Sometime in my pre-teen years my OCD started. Thankfully for me, it was more about an obsession with matching (like my underwear having to match my outfit or else I couldn't leave the house, and certain things having to be in exact spots (despite my room always being a mess), and not so much compulsive behaviours (like doing everything in threes). This would end up being the most manageable of my anxiety disorders, and the one I can now easily joke about. Unfortunately for my children, it's something that has been passed down. I already see my 3.5 year old demonstrating OCD tendencies every single day.

My PTSD started in high school, and it caused me to do all sorts of things I wouldn't have done otherwise. I became a completely different person. While I still had good friends and good times, things could have been very different for me if not for these compounding issues that hadn't been diagnosed, and therefore I did not know how to talk about.

What's next on the list? Hmm, oh, panic disorder. That started in college and was deeply rooted in my relationships with others. Things that most young adults would take in stride, like a breakup or a fight with a friend, caused uncontrollable tears, increased heart rate, hyperventilating, and thoughts of despair. Thankfully, these types of situations no longer happen to me, so it has been a long time since I've experienced a panic attack. However, I am aware this disorder could creep back into my life at any time. Around this time I also developed SAD, which made it very difficult for me to motivate myself to attend class and go to work during the cold months. For a few years I remedied this by visiting the tanning salon in the winter, but at some point my fear of cancer over took my desire for euphoria via UV rays. I still suffer with SAD every winter, but have learned that keeping busy, whether inside or out, is the key to starving the feelings off.

Finally we've reached the pinnacle of my mental illness, phobias which I've had for as long as I can remember, however they didn't really affect my day to day life until I had my first son. My mysophobia (fear of germs) is fairly controlled from spring to early fall, but from about October to April it is a serious problem. It however takes second place to my emetophobia (fear of vomit) which is absolutely debilitating during these months. If you have been ill, please don't tell me about it. Not only will I have dreadful anxiety for the next 48 hours (the typical incubation period for stomach flu-like illnesses), but I will hate you for it! I don't mean to, I just can't help it.

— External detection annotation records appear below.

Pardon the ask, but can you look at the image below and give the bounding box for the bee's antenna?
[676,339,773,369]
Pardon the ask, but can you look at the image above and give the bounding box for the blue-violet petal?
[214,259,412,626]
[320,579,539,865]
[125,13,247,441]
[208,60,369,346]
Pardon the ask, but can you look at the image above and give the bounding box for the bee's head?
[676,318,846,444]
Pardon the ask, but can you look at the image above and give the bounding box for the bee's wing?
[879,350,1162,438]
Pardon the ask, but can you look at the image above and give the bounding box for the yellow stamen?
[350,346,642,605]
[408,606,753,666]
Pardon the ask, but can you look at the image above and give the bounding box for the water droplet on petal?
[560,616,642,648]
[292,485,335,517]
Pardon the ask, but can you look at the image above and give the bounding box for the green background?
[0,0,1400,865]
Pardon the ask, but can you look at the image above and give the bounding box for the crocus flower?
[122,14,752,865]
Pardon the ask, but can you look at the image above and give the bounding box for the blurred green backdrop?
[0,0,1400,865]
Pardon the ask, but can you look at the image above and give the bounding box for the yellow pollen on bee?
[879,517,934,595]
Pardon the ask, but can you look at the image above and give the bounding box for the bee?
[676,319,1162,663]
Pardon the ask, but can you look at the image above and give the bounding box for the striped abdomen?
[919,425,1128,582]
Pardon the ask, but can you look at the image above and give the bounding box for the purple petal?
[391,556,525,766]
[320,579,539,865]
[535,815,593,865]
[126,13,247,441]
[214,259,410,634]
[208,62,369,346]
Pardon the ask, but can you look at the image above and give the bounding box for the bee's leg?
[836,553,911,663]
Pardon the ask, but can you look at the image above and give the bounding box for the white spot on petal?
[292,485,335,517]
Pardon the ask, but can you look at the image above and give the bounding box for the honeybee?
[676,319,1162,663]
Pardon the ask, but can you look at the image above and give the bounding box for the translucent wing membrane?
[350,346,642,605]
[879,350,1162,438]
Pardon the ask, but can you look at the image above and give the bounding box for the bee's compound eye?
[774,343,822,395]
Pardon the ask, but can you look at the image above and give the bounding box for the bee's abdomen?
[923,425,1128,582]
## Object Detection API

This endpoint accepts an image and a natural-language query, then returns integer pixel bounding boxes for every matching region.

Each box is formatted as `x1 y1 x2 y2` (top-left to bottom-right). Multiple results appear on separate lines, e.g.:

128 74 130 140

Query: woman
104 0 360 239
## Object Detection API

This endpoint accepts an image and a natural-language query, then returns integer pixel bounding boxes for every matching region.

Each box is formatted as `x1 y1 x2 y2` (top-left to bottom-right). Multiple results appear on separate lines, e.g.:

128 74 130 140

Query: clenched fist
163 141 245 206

So I'm sorry in advance!

This winter I've also had extensive generalized anxiety, for the first time in my life. While I've always dealt with these various types of anxiety in varying circumstances, I have never spent two weeks straight in an anxious state, like I have this month. Up until now there was always a trigger, and now that's no longer the case. My anxiety just sky-rockets out of nowhere, I can't breathe, my heart races, and I feel sick. Multiple times a day, multiple days in a row, over and over. Not exactly how I like to spend my time. I guess it's my body's (or brain's) way of telling me it's time to deal with issues I haven't dealt with in the past 20 years, before they get worse. I'll definitely be taking those steps when my social anxiety lays off long enough for me to pick up the phone.

Possibly the worst part about all these anxieties however, is that they feed off each other. When my emetophobia kicks in, so does my OCD and I start compulsively washing and sanitizing my hands, and the surfaces around me. This is the only time my OCD really causes excessive compulsive behaviours. My mysophobia and emetophobia also cause my social anxiety to be worse in the winter, because it causes me to not even want to leave the house or interact with people for fear of getting sick. Etcetera etcetera.

There you have it folks, a detailed account of my mental illness. I, like 20% of Canadians, suffer on a daily basis with these issues, usually silently. Well, after 20 years I decided it was time to stop being silent, and to help end the stigma surrounding depression and mental health. I encourage you to do the same. And don't forget to help Bell raise as much money as possible on the 28th - it's so easy!